Language Technology Seminar Series
Question Answering R&D at Microsoft
TJ Hazen, Microsoft Research
Friday, February 9 at 3:30
Natural language processing technology for open ended question answering tasks is now readily available to anyone with internet access using web sites such as Bing or Google. This talk will present a general overview of how question answering inside of Microsoft Bing works and discuss techniques used to expand and improve Bing’s question answering capabilities. The talk will also discuss recent advances in deep learning modeling techniques to perform open ended machine reading comprehension and question answering tasks.
TJ Hazen is a Principal Research Manager with Microsoft Research where his current work is focused on the tasks of machine reading comprehension and question answering. Prior to joining Microsoft in 2013, TJ was a Research Scientist at MIT where he spent six years as a member of the Human Language Technology Group at MIT Lincoln Laboratory and nine years as a Research Scientist at the MIT Computer Science and Artificial Intelligence Laboratory. TJ holds S.B., S.M., and Ph.D. degrees in Electrical Engineering and Computer Science from MIT.
Translation Divergence between Chinese-English Machine Translation: An Empirical Investigation
Friday, February 2 at 3:30pm
Alignment is an important part of building a parallel corpus that is useful for both linguistic analysis and NLP applications.
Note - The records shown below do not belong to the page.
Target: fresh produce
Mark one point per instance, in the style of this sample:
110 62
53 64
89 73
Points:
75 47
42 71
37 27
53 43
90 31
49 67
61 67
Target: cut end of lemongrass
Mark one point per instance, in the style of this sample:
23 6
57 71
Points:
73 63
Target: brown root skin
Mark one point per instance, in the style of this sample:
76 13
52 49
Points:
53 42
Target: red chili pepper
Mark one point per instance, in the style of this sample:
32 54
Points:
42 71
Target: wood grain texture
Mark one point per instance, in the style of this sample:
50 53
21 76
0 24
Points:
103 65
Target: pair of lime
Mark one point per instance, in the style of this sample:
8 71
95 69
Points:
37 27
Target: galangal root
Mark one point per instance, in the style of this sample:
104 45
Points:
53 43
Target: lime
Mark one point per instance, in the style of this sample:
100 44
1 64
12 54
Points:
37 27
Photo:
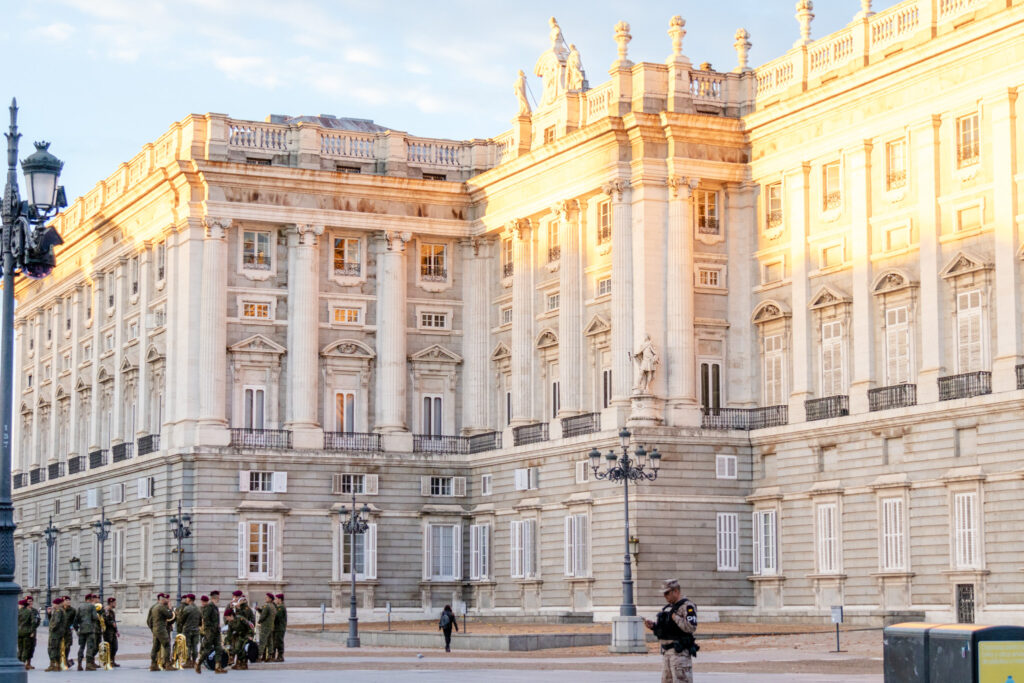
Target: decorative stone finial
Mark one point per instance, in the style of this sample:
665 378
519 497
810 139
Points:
623 38
742 46
804 14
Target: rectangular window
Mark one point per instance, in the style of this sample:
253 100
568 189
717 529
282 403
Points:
966 530
970 357
968 140
346 256
707 212
256 250
577 546
827 539
895 164
433 262
774 379
892 535
833 363
727 532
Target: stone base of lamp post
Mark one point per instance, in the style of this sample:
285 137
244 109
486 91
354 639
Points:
628 636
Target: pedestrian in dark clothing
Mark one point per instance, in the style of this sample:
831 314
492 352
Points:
445 624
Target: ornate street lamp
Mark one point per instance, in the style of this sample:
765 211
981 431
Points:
27 247
355 524
102 530
638 466
50 534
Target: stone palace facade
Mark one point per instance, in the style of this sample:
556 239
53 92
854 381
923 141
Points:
257 318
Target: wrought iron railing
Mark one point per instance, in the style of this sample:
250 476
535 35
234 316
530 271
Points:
123 452
261 438
829 407
897 395
351 441
577 425
966 385
148 443
529 433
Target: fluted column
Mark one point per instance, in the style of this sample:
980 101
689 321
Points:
303 336
570 307
622 292
391 384
522 324
476 296
213 330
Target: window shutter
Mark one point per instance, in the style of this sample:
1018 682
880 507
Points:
370 552
370 484
243 565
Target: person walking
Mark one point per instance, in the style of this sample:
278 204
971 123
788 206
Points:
445 624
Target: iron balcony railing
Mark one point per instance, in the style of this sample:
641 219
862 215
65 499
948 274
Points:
123 452
76 465
148 443
351 441
897 395
534 433
829 407
261 438
966 385
577 425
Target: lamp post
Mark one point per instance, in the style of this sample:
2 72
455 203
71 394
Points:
102 530
181 528
50 534
356 523
626 467
26 246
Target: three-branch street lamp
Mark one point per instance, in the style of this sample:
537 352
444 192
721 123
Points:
627 468
102 530
27 247
355 524
50 534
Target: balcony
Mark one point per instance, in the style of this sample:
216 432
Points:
123 452
355 441
966 385
897 395
260 438
534 433
581 424
97 459
54 471
829 407
148 443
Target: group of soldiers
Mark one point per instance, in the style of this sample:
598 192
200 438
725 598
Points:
202 629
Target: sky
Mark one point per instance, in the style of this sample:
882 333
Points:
101 78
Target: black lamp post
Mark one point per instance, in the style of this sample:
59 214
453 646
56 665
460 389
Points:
180 529
27 247
356 523
50 534
627 468
102 530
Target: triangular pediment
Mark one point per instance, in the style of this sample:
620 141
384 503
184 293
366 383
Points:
348 348
257 344
435 353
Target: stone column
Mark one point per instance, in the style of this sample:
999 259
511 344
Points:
522 324
1008 300
476 296
303 336
925 138
570 307
798 206
861 338
391 324
213 329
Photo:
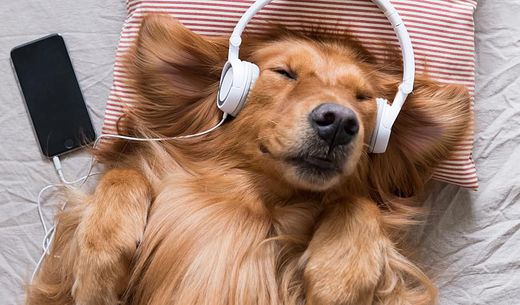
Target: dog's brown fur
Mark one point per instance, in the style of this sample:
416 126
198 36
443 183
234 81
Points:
224 219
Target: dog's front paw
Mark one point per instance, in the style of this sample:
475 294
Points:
345 257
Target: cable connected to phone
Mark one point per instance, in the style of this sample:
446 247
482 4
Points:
50 231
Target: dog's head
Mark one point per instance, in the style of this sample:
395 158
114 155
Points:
308 119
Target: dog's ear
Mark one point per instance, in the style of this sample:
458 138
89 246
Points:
175 74
434 119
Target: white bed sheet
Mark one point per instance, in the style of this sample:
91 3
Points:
471 243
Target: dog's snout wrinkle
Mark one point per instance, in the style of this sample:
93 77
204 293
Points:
335 124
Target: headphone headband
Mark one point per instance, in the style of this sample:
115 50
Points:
387 114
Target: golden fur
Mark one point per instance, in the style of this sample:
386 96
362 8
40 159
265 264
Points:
225 219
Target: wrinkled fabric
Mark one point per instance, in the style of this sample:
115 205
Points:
470 244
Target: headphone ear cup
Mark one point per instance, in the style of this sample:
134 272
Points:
381 135
235 83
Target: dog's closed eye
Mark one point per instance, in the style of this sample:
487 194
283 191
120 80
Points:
363 96
288 73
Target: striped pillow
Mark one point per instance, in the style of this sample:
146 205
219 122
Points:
441 32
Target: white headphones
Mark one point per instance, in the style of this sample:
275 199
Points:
238 77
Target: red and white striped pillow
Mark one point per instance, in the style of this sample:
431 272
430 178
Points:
441 32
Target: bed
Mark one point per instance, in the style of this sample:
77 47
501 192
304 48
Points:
470 244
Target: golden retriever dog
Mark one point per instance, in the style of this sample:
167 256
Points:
281 205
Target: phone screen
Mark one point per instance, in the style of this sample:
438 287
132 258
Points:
52 95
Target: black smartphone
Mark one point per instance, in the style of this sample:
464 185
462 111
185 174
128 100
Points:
52 95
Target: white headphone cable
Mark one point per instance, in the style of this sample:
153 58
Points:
49 233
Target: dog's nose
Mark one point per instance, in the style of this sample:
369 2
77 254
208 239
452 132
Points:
335 124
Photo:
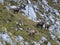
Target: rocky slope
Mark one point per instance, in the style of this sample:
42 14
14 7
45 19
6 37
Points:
14 27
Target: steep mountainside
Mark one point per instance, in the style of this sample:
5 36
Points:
16 27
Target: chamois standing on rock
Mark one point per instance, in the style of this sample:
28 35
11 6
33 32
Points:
40 24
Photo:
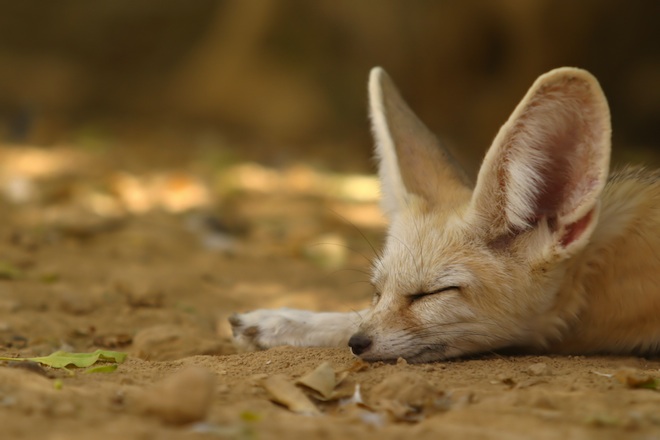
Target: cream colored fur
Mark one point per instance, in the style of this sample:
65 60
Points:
546 253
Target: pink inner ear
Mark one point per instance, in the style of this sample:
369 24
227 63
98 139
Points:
576 229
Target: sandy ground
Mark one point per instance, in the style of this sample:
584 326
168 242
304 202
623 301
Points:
153 260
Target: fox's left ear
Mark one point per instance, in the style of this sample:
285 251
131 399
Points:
549 162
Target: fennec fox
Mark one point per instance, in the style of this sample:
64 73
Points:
544 253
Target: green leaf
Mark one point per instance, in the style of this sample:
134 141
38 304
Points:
63 359
109 368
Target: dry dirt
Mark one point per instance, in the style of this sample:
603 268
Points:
153 259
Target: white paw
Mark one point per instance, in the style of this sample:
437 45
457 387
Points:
261 329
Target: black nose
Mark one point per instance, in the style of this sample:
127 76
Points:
359 343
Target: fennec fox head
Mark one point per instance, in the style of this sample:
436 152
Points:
468 268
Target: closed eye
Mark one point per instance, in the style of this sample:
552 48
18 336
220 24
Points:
416 296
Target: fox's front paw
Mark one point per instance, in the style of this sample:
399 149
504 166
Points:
259 329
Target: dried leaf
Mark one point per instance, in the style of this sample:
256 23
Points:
635 379
321 380
286 393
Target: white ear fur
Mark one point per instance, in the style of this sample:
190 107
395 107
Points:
550 160
412 164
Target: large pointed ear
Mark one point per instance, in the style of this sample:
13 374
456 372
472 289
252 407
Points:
411 161
549 162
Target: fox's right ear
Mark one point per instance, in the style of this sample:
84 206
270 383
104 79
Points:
549 163
412 164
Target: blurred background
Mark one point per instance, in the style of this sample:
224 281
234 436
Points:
281 81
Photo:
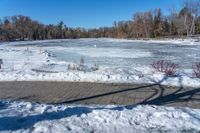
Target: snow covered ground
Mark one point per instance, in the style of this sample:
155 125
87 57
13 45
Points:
121 61
32 117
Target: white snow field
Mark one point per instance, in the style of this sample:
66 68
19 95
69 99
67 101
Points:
105 60
32 117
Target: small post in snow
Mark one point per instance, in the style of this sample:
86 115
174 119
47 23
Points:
1 63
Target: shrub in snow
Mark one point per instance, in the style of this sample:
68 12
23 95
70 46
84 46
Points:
196 69
1 63
95 67
82 61
167 67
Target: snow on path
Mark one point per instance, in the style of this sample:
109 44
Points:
33 117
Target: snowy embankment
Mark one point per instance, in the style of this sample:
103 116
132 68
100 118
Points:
32 117
118 61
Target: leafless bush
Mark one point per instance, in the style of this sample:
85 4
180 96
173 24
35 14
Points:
196 69
82 61
164 66
95 67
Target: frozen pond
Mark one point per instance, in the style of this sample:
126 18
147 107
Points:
116 60
122 54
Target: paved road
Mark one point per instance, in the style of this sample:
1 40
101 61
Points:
100 93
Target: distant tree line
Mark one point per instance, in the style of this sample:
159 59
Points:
150 24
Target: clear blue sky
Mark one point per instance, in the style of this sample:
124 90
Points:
82 13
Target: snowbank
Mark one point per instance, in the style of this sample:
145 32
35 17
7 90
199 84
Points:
32 117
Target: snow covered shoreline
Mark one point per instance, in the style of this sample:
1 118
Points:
118 61
32 117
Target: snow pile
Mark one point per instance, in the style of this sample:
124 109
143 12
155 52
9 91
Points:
32 117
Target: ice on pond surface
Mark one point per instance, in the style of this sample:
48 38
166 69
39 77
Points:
117 60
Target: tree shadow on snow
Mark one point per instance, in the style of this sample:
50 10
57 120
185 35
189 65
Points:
27 122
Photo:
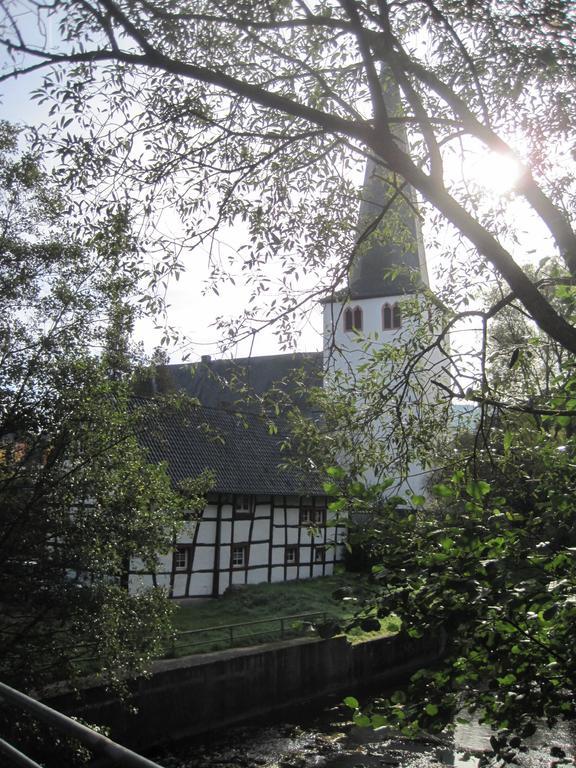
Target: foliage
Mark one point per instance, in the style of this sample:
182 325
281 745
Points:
77 496
256 602
491 567
262 115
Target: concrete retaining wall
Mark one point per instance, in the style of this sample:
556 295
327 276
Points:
188 696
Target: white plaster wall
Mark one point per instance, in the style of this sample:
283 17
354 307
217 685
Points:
347 351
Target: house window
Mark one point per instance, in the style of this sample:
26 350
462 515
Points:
242 505
391 317
181 558
291 555
312 516
239 556
353 319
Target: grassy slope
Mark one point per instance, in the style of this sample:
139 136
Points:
267 601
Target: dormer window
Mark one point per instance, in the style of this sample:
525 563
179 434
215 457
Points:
391 317
353 319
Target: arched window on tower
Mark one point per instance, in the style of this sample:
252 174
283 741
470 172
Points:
353 319
391 317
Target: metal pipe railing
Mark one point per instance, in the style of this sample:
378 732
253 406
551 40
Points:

We propose a hierarchical alignment scheme where word-level and phrase-level alignments are carefully coordinated to eliminate conflicts and redundancies. Using a parallel Chinese-English Treebank annotated with this scheme we show that some high-profile translation divergences that motivate previous research are actually very rare in our data, whereas other translation divergences that have previously received little attention actually exist in large quantities. We also show that translation divergences can to a large extent be captured by the syntax-based translation rules extracted from the parallel treebank, a result that supports the contention that semantic representations may be impractical and unnecessary to bridge translation divergences in Chinese-English MT.
Nianwen Xue is an Associate Professor in the Computer Science Department and the Language & Linguistics Program at Brandeis University. He has devoted substantial efforts to developing linguistically annotated resources for natural language processing purposes. The other thread of his research involves using statistical and machine learning techniques to solve natural language processing problems. His research has received support from the National Science Foundation (NSF), IARPA and DARPA. He is currently the editor-in-chief of the ACM Transactions on Asian and Low-Resource Language Information Processing (TALLIP), and he also serves on the editorial boards of Language Resources and Evaluation , and Lingua Sinica. He is currently the Vice Chair/Chair-Elect of Sighan, an ACL special interest group in Chinese language processing.